RIO DE JANEIRO (JTA) – The terrorist group Hezbollah sent operatives to Brazil to commit attacks on diplomatic representatives of Israel, according to previously classified documents made public.
Latin America’s largest nation was targeted by the Lebanese terrorist group at least twice, most recently in 1989, the Correio Braziliense newspaper reported Saturday. Hezbollah operatives planned to kidnap Israeli diplomats in both the capital city of Brasilia and in Sao Paulo.
Until last month, the information had been restricted to the military and top-level officials in Brazil and Israel.
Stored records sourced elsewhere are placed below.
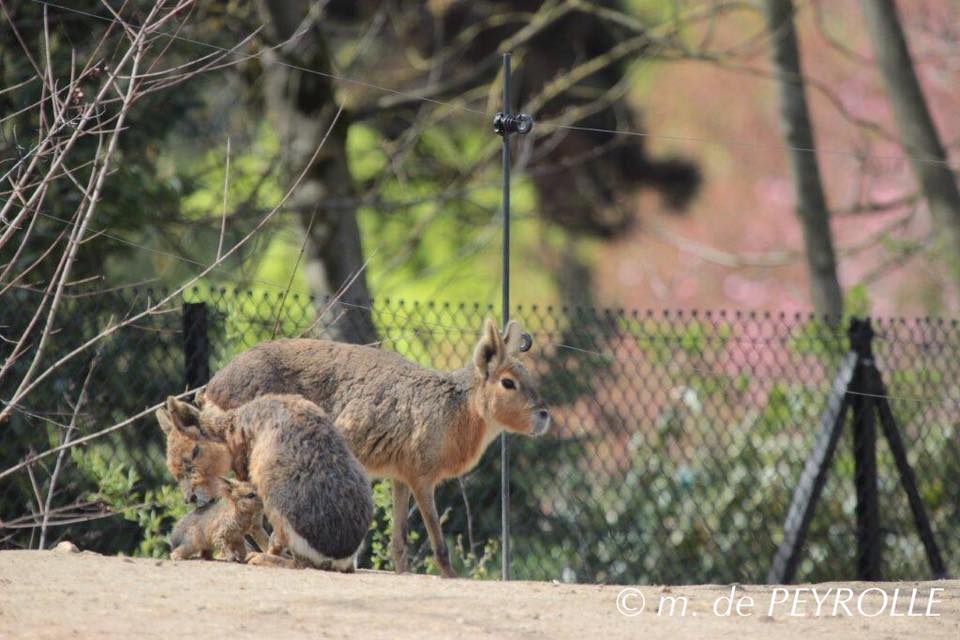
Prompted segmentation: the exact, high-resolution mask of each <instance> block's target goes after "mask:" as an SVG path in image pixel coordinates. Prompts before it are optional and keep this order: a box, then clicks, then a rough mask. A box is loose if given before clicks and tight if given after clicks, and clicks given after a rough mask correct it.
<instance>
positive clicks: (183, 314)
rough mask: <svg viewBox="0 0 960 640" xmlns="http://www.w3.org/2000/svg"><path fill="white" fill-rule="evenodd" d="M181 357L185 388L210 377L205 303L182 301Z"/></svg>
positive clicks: (206, 310) (209, 360)
mask: <svg viewBox="0 0 960 640" xmlns="http://www.w3.org/2000/svg"><path fill="white" fill-rule="evenodd" d="M183 357H184V369H185V373H186V385H187V389H195V388H197V387H199V386H201V385H204V384H206V383H207V381H208V380H209V379H210V339H209V337H208V335H207V305H206V304H205V303H203V302H184V303H183Z"/></svg>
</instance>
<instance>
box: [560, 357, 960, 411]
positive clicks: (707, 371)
mask: <svg viewBox="0 0 960 640" xmlns="http://www.w3.org/2000/svg"><path fill="white" fill-rule="evenodd" d="M547 344H549V345H552V346H554V347H557V348H559V349H568V350H571V351H579V352H580V353H586V354H590V355H594V356H598V357H601V358H604V359H607V360H614V361H616V362H623V360H622V359H620V358H617V357H615V356H612V355H609V354H604V353H600V352H599V351H591V350H590V349H581V348H580V347H574V346H571V345H568V344H563V343H561V342H548V343H547ZM682 368H683V369H689V370H691V371H696V372H697V373H699V374H701V375H707V376H716V375H718V372H716V371H706V370H704V369H700V368H698V367H695V366H692V365H690V364H689V363H685V364H683V365H682ZM845 393H848V394H850V395H853V396H865V397H869V398H886V399H887V400H906V401H909V402H917V403H921V404H933V401H935V400H945V401H949V402H951V403H954V404H957V405H960V399H957V398H950V397H945V398H914V397H909V396H891V395H889V394H888V395H883V394H878V393H866V392H863V391H851V390H850V389H847V390H846V391H845Z"/></svg>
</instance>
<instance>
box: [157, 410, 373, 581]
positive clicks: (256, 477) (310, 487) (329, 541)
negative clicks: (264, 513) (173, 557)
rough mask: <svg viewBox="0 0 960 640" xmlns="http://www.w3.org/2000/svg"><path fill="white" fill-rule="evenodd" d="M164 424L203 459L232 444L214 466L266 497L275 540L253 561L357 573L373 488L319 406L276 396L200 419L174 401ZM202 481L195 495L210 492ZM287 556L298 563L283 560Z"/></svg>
mask: <svg viewBox="0 0 960 640" xmlns="http://www.w3.org/2000/svg"><path fill="white" fill-rule="evenodd" d="M161 412H163V414H164V415H163V416H162V417H161V415H159V414H160V413H161ZM158 418H159V419H160V421H161V422H163V421H165V420H169V421H170V422H171V423H172V424H173V426H174V431H175V432H176V434H177V437H185V438H187V439H189V440H193V441H195V442H196V443H197V444H200V445H201V447H200V449H201V451H200V453H199V454H198V458H202V456H204V455H208V452H205V451H204V449H205V448H207V447H208V446H209V445H210V444H221V445H226V446H225V447H224V448H223V449H221V450H220V455H221V460H220V461H219V462H216V463H213V462H211V464H212V465H214V466H218V467H220V466H222V465H223V464H225V463H226V464H227V465H228V466H232V467H233V470H234V473H236V474H237V476H238V477H239V478H243V479H246V478H249V480H250V482H252V483H253V485H254V486H255V487H256V490H257V493H258V494H260V496H261V497H262V498H263V507H264V512H265V513H266V516H267V520H269V521H270V524H271V526H272V527H273V536H272V537H271V539H270V545H269V548H268V550H267V553H266V554H261V553H254V554H250V555H249V556H248V557H247V561H248V562H251V563H253V564H276V565H283V566H312V567H316V568H320V569H334V570H337V571H353V568H354V565H355V559H356V554H357V551H358V550H359V548H360V545H361V543H362V542H363V540H364V538H365V537H366V534H367V530H368V529H369V528H370V521H371V519H372V518H373V497H372V495H371V491H370V482H369V480H368V479H367V476H366V474H365V473H364V471H363V467H362V466H361V465H360V463H359V462H358V461H357V459H356V458H355V457H354V456H353V454H352V453H350V450H349V449H348V448H347V445H346V443H345V442H344V441H343V438H342V437H341V436H340V434H339V433H338V432H337V430H336V429H335V428H334V427H333V424H332V423H331V422H330V419H329V418H328V417H327V415H326V414H325V413H324V412H323V411H322V410H321V409H320V408H319V407H318V406H317V405H315V404H314V403H312V402H310V401H309V400H306V399H304V398H302V397H300V396H295V395H273V394H271V395H263V396H260V397H258V398H256V399H254V400H252V401H251V402H248V403H247V404H244V405H243V406H241V407H238V408H236V409H232V410H230V411H225V412H204V413H203V414H201V413H200V411H199V410H197V409H196V408H195V407H193V406H191V405H189V404H187V403H185V402H181V401H180V400H177V399H176V398H174V397H172V396H171V397H169V398H167V406H166V409H160V410H159V411H158ZM200 475H201V474H194V477H193V480H194V482H195V484H194V486H193V487H192V490H194V491H202V490H203V487H205V486H207V484H206V483H205V482H204V479H203V478H201V477H198V476H200ZM205 501H206V500H199V502H201V503H202V502H205ZM283 549H287V550H288V551H290V554H291V555H292V556H293V559H294V560H293V561H292V562H291V561H288V560H286V559H284V558H282V557H281V556H280V553H281V552H282V551H283Z"/></svg>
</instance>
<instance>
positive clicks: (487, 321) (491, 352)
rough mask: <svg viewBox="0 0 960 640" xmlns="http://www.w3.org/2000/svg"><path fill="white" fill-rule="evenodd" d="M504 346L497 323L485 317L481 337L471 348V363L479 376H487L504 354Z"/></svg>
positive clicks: (489, 373)
mask: <svg viewBox="0 0 960 640" xmlns="http://www.w3.org/2000/svg"><path fill="white" fill-rule="evenodd" d="M505 349H506V348H505V346H504V344H503V338H501V337H500V332H499V331H497V325H495V324H494V323H493V320H491V319H489V318H487V321H486V322H485V323H484V325H483V337H482V338H480V342H478V343H477V346H476V347H474V349H473V364H474V366H475V367H476V368H477V371H478V372H479V373H480V375H481V376H483V377H484V378H487V377H488V376H489V375H490V370H491V369H494V368H496V367H497V366H498V365H499V364H500V363H501V362H502V361H503V358H504V356H505Z"/></svg>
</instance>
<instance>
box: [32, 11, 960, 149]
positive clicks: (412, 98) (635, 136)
mask: <svg viewBox="0 0 960 640" xmlns="http://www.w3.org/2000/svg"><path fill="white" fill-rule="evenodd" d="M31 1H32V2H35V3H37V4H42V5H47V6H49V7H53V8H56V9H61V10H63V11H67V12H71V13H76V14H79V15H83V16H87V17H90V18H95V19H97V20H101V21H104V22H110V23H117V22H119V20H116V19H112V18H108V17H106V16H101V15H97V14H95V13H91V12H88V11H83V10H80V9H74V8H72V7H66V6H63V5H59V4H56V3H54V2H50V1H49V0H31ZM127 24H130V25H132V26H137V25H135V24H133V23H127ZM261 26H262V25H261ZM158 35H161V36H165V37H168V38H171V39H175V40H182V41H184V42H188V43H190V44H195V45H198V46H202V47H207V48H210V49H214V50H216V51H220V52H223V53H229V52H230V49H227V48H225V47H221V46H218V45H215V44H211V43H209V42H204V41H202V40H196V39H194V38H188V37H185V36H181V35H177V34H172V33H168V32H159V33H158ZM300 35H302V34H294V35H293V36H291V38H290V39H289V40H288V41H292V40H294V39H295V38H298V37H300ZM261 53H263V51H260V52H258V53H256V54H254V55H253V56H252V57H257V56H259V55H260V54H261ZM276 64H277V65H280V66H283V67H287V68H290V69H294V70H297V71H301V72H303V73H310V74H314V75H318V76H322V77H324V78H330V79H333V80H338V81H340V82H345V83H348V84H354V85H358V86H362V87H366V88H368V89H374V90H376V91H382V92H384V93H389V94H393V95H398V96H403V97H405V98H410V99H413V100H420V101H423V102H429V103H431V104H435V105H438V106H443V107H448V108H450V109H454V110H457V111H463V112H466V113H470V114H473V115H479V116H483V117H485V118H490V117H492V116H493V115H494V114H492V113H488V112H486V111H482V110H480V109H473V108H471V107H466V106H463V105H459V104H454V103H452V102H447V101H444V100H437V99H436V98H430V97H428V96H424V95H420V94H417V93H412V92H409V91H401V90H399V89H391V88H390V87H384V86H382V85H378V84H374V83H372V82H367V81H366V80H360V79H358V78H352V77H348V76H344V75H339V74H335V73H328V72H325V71H318V70H316V69H311V68H309V67H303V66H300V65H295V64H290V63H287V62H283V61H280V60H278V61H276ZM544 128H547V129H560V130H567V131H580V132H584V133H603V134H607V135H618V136H627V137H640V138H651V139H660V140H672V141H676V142H697V143H705V144H721V145H727V146H736V147H743V148H747V149H764V150H779V151H798V152H801V153H813V154H817V153H822V154H824V155H833V156H848V157H851V158H856V159H861V160H888V161H900V162H902V161H905V160H913V161H916V162H921V163H924V164H934V165H941V166H947V167H951V168H952V165H951V163H950V161H949V160H938V159H936V158H924V157H920V156H913V155H909V154H902V155H876V154H864V153H857V152H855V151H848V150H844V149H822V148H808V147H793V146H789V145H782V144H769V145H766V144H760V143H757V142H754V141H749V140H737V139H734V138H705V137H698V136H680V135H670V134H661V133H650V132H644V131H629V130H623V129H604V128H602V127H586V126H577V125H564V124H557V123H553V122H549V121H546V122H538V123H537V124H536V126H535V129H544Z"/></svg>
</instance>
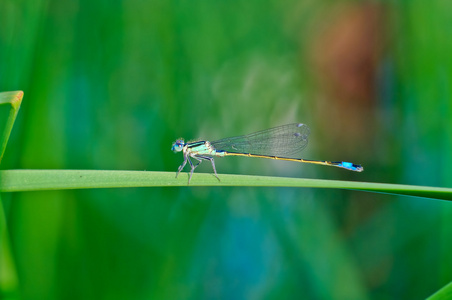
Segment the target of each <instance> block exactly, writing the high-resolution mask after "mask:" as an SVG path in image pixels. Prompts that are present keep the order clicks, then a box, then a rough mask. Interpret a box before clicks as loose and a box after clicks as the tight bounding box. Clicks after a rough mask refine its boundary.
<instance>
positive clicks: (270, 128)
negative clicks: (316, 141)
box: [211, 123, 309, 156]
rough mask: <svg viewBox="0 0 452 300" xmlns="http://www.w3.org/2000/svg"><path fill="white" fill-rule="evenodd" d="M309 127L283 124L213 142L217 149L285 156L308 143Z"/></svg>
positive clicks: (229, 151)
mask: <svg viewBox="0 0 452 300" xmlns="http://www.w3.org/2000/svg"><path fill="white" fill-rule="evenodd" d="M308 135H309V127H308V126H307V125H305V124H301V123H293V124H287V125H282V126H278V127H274V128H270V129H266V130H262V131H258V132H255V133H251V134H247V135H241V136H236V137H230V138H225V139H221V140H218V141H214V142H211V145H212V146H213V147H214V148H215V149H216V150H223V151H226V152H234V153H251V154H257V155H270V156H284V155H291V154H295V153H298V152H300V151H301V150H303V149H304V148H305V147H306V145H307V144H308Z"/></svg>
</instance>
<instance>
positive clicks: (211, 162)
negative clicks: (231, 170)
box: [198, 156, 220, 181]
mask: <svg viewBox="0 0 452 300" xmlns="http://www.w3.org/2000/svg"><path fill="white" fill-rule="evenodd" d="M198 157H199V158H201V159H204V160H210V162H211V163H212V168H213V171H214V173H215V177H216V178H217V179H218V181H220V178H219V177H218V174H217V169H215V161H214V159H213V157H210V156H198Z"/></svg>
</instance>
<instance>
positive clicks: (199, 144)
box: [171, 123, 364, 184]
mask: <svg viewBox="0 0 452 300" xmlns="http://www.w3.org/2000/svg"><path fill="white" fill-rule="evenodd" d="M308 135H309V127H308V126H306V125H305V124H302V123H294V124H287V125H282V126H278V127H274V128H270V129H267V130H262V131H258V132H255V133H251V134H248V135H242V136H237V137H231V138H225V139H221V140H218V141H214V142H210V141H194V142H187V143H185V142H184V140H183V139H179V140H176V141H175V142H174V143H173V146H172V148H171V150H173V151H174V152H181V151H182V153H183V156H184V161H183V162H182V164H181V165H180V166H179V168H178V170H177V174H176V177H177V176H178V175H179V173H180V172H181V171H182V169H183V168H184V167H185V165H186V164H187V162H188V163H189V164H190V167H191V170H190V175H189V178H188V184H190V180H191V177H192V176H193V172H194V170H195V168H196V167H197V166H198V165H199V164H200V163H201V162H202V161H203V160H208V161H210V162H211V164H212V168H213V171H214V174H215V177H217V179H218V180H220V178H219V177H218V174H217V170H216V169H215V162H214V157H215V156H216V157H224V156H246V157H256V158H267V159H276V160H285V161H294V162H302V163H311V164H319V165H325V166H333V167H339V168H343V169H346V170H350V171H355V172H361V171H363V170H364V169H363V167H362V166H361V165H356V164H353V163H350V162H343V161H337V162H332V161H324V160H309V159H303V158H291V157H286V156H287V155H293V154H295V153H297V152H300V151H301V150H303V149H304V148H305V147H306V145H307V144H308ZM190 158H192V159H194V160H196V161H197V163H196V164H193V162H192V161H191V159H190Z"/></svg>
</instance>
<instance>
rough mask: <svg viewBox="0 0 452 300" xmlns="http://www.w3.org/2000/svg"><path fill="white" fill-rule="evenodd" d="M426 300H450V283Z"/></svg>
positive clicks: (450, 295)
mask: <svg viewBox="0 0 452 300" xmlns="http://www.w3.org/2000/svg"><path fill="white" fill-rule="evenodd" d="M427 299H428V300H440V299H452V282H450V283H449V284H447V285H446V286H444V287H443V288H442V289H440V290H439V291H437V292H436V293H434V294H433V295H431V296H430V297H428V298H427Z"/></svg>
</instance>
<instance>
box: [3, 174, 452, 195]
mask: <svg viewBox="0 0 452 300" xmlns="http://www.w3.org/2000/svg"><path fill="white" fill-rule="evenodd" d="M175 175H176V173H174V172H151V171H105V170H5V171H2V172H1V176H0V178H1V181H0V191H2V192H20V191H22V192H23V191H39V190H62V189H88V188H123V187H165V186H168V187H169V186H173V187H174V186H187V185H188V177H187V174H180V175H179V177H178V178H175ZM219 177H220V179H221V181H218V180H217V179H216V178H215V177H214V176H213V175H212V174H205V173H197V174H194V176H193V178H192V181H191V183H190V185H189V186H190V187H196V186H247V187H300V188H337V189H347V190H357V191H366V192H376V193H385V194H393V195H406V196H415V197H424V198H433V199H442V200H452V189H450V188H440V187H425V186H410V185H401V184H387V183H372V182H357V181H339V180H322V179H307V178H288V177H269V176H249V175H229V174H219Z"/></svg>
In 1976, the Israeli government sent an alert to its diplomatic missions and Brazil’s armed forces beefed up security at the Israeli Embassy.
In 1989, a comprehensive and detailed report included names and photographs of suspects and original telegrams exchanged between Israel and Brazil. In the midst of the investigation, Brazilian federal police officers found that one of the alleged terrorists was in the country.
A telegram sent by the Brazilian Ministry of Foreign Affairs to security forces on Aug. 16, 1989, warned that a Hezbollah terrorist was “on the way to entering the country to commit an attempt against that diplomatic mission and its members.” In the same message, the ministry warned about the presence of “another terrorist” on Brazilian soil, according to the newspaper.
Faced with such a scenario, the ministry called for “urgent” reinforcement of security around the Israeli Embassy and the residences of the ambassador and four Israeli diplomats.
One month later, a new alert featured the names of four terrorists named by Israel as the executors of Hezbollah’s plan in Brasilia. According to Israel, the group intended to kidnap the country’s consul general in Sao Paulo or any diplomat who lived in Brasilia, with an eye toward negotiating for the release of Hezbollah prisoners in Israel.
The hunt for suspects and the security scheme surrounding the Israeli Embassy and its senior officials lasted one more month, when the Israeli intelligence service discovered that the four alleged terrorists had left Brazil for an unknown destination.
“This is an old story that sits in the past,” the Israeli consul in Sao Paulo, Dori Goren, told JTA. “However, we always need to be alert since Hezbollah has dormant cells in Latin America, there are large Shiite Muslim communities and there is the recent arrival of Syrian refugees. Today we don’t send alerts, there is no need to panic, but we are always vigilant for Israeli missions are a continuous target.”
In preparation for the 2016 Olympic Games in Rio, the state provided security for the head of Rio’s Jewish federation.
“There is always a first time, it has happened twice in Argentina and Brazil is not free of it,” Paulo Maltz told JTA, citing the Buenos Aires bombings of the Israeli Embassy in 1992 and the AMIA Jewish center in 1994.
“We’ll be on total alert,” added Maltz, who ended his term in December.